Saturday, June 5, 2021

Neo-Eurasians Far More Russian Chauvinist than the Originals, Sidorov Says

Paul Goble

            Staunton, June 2 – Whenever a group styles itself or is styled as “neo,” there is always the question as to how much it is like the original from which it is being contrasted. In the case of neo-Eurasianism, Kharun Sidorov says, the new version is far less interested in the non-Russians and far more infused by Russian chauvinism and imperialism.

            Neo-Eurasian leader Aleksandr Dugin, for example, the Prague-based Russian commentator says, talks about the multiple sources of Russian identity as earlier Eurasianists did but favors the liquidation of the non-Russian republics within the Russian Federation and the abolishing of Ukraine as an independent state (idelreal.org/a/31268031.html).

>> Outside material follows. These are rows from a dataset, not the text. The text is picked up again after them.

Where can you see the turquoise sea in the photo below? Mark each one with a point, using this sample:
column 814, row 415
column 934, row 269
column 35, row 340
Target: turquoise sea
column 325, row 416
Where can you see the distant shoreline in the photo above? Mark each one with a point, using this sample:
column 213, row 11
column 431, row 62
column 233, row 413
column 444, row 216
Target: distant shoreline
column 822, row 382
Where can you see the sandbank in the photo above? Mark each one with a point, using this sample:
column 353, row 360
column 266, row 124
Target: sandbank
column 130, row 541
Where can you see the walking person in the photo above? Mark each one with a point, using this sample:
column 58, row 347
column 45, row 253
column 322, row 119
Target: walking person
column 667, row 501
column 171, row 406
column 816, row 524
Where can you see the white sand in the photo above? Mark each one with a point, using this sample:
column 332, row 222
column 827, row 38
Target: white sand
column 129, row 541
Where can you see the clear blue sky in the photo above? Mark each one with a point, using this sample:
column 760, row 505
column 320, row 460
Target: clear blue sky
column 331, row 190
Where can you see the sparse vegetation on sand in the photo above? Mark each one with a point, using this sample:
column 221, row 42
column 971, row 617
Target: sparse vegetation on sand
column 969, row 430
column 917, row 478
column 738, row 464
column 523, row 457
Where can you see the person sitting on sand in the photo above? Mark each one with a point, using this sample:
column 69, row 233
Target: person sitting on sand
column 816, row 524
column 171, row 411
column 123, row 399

            In the neo-Eurasianist manifesto, “New Eurasia, the Noah’s Ark of the 21st Century,” Dugin and his colleagues suggest that Russia unlike the European Union is the only place where various nations, languages, and cultures can flourish but then outline a program of Russianization and Russificaiton which makes such suggestions a nonsense.

            And the neo-Eurasianists spend more of their time attacking Ukraine and other countries for how they deal with minorities than they do in the discussions about and defenses of how Russia does. And they celebrate Russian nationalist abuses of non-Russians at home while condemning what some might see as far more tolerant policies toward minorities elsewhere.

            As a result, Sidorov says, the only difference between the neo-Eurasianists, on the one hand, and Russian chauvinists and imperialists, on the other, is that the latter are slightly more honest in what they are about. The neo-Eurasians, drawing on their origins, suggest they are defending one thing while in fact they are attacking it and promoting something else.